Hablando en una perspectiva pastoral creo que es importante insistir en la posibilidad y en la conveniencia de tener hoy, experiencias pascuales creíbles similares a la de los primeros testigos, seguidores de Jesús: “eran bien vistos”, “oraban juntos”, “tenían todo en común”… “nadie pasaba necesidad”.  El encuentro con el Resucitado lo vivieron como una llamada a anunciar la Buena Noticia a todo el mundo: “Vayan y hagan discípulos”, “sean mis testigos”, “como el Padre me envió así los envío yo”. 

Si algo nos ha enseñado esta pandemia, es que debemos vivir, trabajar, sufrir y alegrarnos juntos. Reinventarse fue otra palabra muy repetida. Es precisamente lo que necesitamos los seguidores de Jesús para ser en este mundo cansado, memoria y esperanza. 

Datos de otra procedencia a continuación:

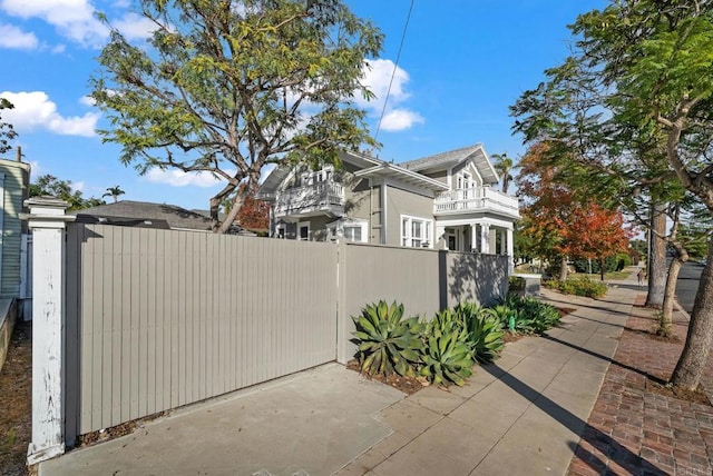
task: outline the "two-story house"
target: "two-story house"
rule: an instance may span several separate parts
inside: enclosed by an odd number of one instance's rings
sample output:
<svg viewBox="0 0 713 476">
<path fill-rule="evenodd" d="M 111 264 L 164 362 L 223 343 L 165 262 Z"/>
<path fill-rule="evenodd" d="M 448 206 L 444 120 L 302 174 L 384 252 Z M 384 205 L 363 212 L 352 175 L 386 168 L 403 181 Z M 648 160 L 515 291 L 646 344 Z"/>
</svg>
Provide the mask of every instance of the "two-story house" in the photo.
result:
<svg viewBox="0 0 713 476">
<path fill-rule="evenodd" d="M 271 236 L 512 256 L 517 198 L 496 190 L 482 145 L 394 165 L 343 152 L 342 167 L 274 169 L 258 197 Z"/>
</svg>

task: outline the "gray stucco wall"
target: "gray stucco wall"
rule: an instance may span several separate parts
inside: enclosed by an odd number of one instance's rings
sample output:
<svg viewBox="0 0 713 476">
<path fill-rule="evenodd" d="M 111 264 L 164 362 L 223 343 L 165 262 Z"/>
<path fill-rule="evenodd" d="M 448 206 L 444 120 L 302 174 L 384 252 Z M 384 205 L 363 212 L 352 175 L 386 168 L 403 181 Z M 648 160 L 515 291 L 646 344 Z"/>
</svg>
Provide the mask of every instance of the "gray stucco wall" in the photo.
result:
<svg viewBox="0 0 713 476">
<path fill-rule="evenodd" d="M 387 245 L 389 246 L 401 246 L 402 215 L 433 220 L 433 199 L 393 186 L 387 187 Z M 433 226 L 434 224 L 433 221 Z"/>
</svg>

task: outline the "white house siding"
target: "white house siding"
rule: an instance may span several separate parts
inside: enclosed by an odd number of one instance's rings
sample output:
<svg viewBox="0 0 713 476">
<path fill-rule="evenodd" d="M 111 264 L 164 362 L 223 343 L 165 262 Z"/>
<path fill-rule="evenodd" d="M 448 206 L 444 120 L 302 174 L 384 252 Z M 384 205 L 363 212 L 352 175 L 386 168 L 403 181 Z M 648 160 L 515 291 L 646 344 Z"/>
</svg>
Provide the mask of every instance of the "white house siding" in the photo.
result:
<svg viewBox="0 0 713 476">
<path fill-rule="evenodd" d="M 28 163 L 0 159 L 0 175 L 4 176 L 2 186 L 2 276 L 0 298 L 20 296 L 20 242 L 22 222 L 19 214 L 23 211 L 27 198 L 30 166 Z"/>
</svg>

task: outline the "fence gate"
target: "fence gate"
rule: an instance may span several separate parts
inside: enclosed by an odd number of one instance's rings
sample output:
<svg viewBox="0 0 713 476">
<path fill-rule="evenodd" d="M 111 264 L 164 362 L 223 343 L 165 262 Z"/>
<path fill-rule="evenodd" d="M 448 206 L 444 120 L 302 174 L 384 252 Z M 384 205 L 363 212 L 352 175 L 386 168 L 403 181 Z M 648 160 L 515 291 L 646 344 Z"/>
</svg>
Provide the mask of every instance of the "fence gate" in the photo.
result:
<svg viewBox="0 0 713 476">
<path fill-rule="evenodd" d="M 335 359 L 334 245 L 84 224 L 67 245 L 68 436 Z"/>
</svg>

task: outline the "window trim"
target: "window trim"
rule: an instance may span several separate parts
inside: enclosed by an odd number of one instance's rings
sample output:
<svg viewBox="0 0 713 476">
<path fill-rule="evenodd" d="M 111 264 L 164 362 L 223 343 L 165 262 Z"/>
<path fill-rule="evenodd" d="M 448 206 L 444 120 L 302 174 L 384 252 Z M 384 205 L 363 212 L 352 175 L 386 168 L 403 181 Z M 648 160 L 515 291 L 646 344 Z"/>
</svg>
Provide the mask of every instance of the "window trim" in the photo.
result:
<svg viewBox="0 0 713 476">
<path fill-rule="evenodd" d="M 306 239 L 302 239 L 302 228 L 306 228 L 307 229 L 307 237 Z M 297 222 L 297 241 L 310 241 L 310 222 L 309 221 L 300 221 Z"/>
<path fill-rule="evenodd" d="M 413 222 L 419 221 L 422 224 L 423 235 L 420 238 L 420 246 L 413 246 L 413 236 L 411 231 L 413 230 Z M 399 222 L 401 224 L 401 246 L 404 248 L 433 248 L 433 219 L 416 217 L 412 215 L 401 215 Z M 404 222 L 407 224 L 404 226 Z M 428 244 L 428 246 L 423 246 L 423 244 Z"/>
<path fill-rule="evenodd" d="M 361 228 L 361 241 L 353 241 L 350 240 L 348 238 L 344 237 L 344 227 L 352 227 L 352 228 Z M 362 219 L 354 219 L 354 218 L 350 218 L 350 219 L 344 219 L 344 220 L 339 220 L 336 222 L 332 222 L 330 225 L 326 226 L 326 228 L 330 230 L 330 234 L 332 235 L 333 238 L 335 239 L 344 239 L 346 241 L 351 241 L 351 242 L 369 242 L 369 221 L 368 220 L 362 220 Z"/>
</svg>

Cristo Resucitado es nuestra esperanza

Alguien ha dicho y pienso que, con mucho acierto, que “la esperanza es algo constitutivo del ser humano. Para el cristiano vivir es caminar hacia un futuro. Su vida es siempre búsqueda de algo mejor. El hombre no solo tiene esperanza, sino que vive en la medida en que está abierto a la esperanza y es movido por ella”. No es una esperanza que se proclama, sino una esperanza que se hace, que se construye con el trabajo de cada día, en las pequeñas y grandes acciones que evidencian   que Cristo Jesús no ha resucitado en vano. 

Hace unos días conversando con un joven sobre ese tema le decía, no creo que exagero: Cristo resucitó ayer como acontecimiento histórico, pero resucita hoy, si tu resucitas hoy, es decir, si tu y yo pasamos hoy de la muerte a la vida. ¡La Resurrección de Jesús no es solo un acontecimiento del pasado!, lo repito una vez más. La fe en la Resurrección se expresa y se manifiesta en la esperanza de una historia y un mundo nuevo, una esperanza que se hace verdad en la praxis del seguimiento de Jesús de Nazaret. 

Quiero terminar esta reflexión pidiendo prestadas unas palabras a un escritor que está muy de moda, José Antonio Pagola. “Porque creemos y esperamos un mundo nuevo, los creyentes no debemos tolerar ni conformarnos con este mundo tal y como hoy es, lleno de odios, lágrimas, injusticia, hambre, mentira y violencia. Quien no hace nada por cambiar este mundo no cree en otro mejor. Quien no lucha contra la injusticia, no quiere ‘unos cielos nuevos y una Tierra nueva donde habite la justicia’. (1 Pe 3,13) Quien no hace nada por cambiar y transformar esta tierra no cree en el cielo”. 

Un poco fuerte, ¿verdad? Por eso lo he citado. ¡Felices Pascuas de Resurrección!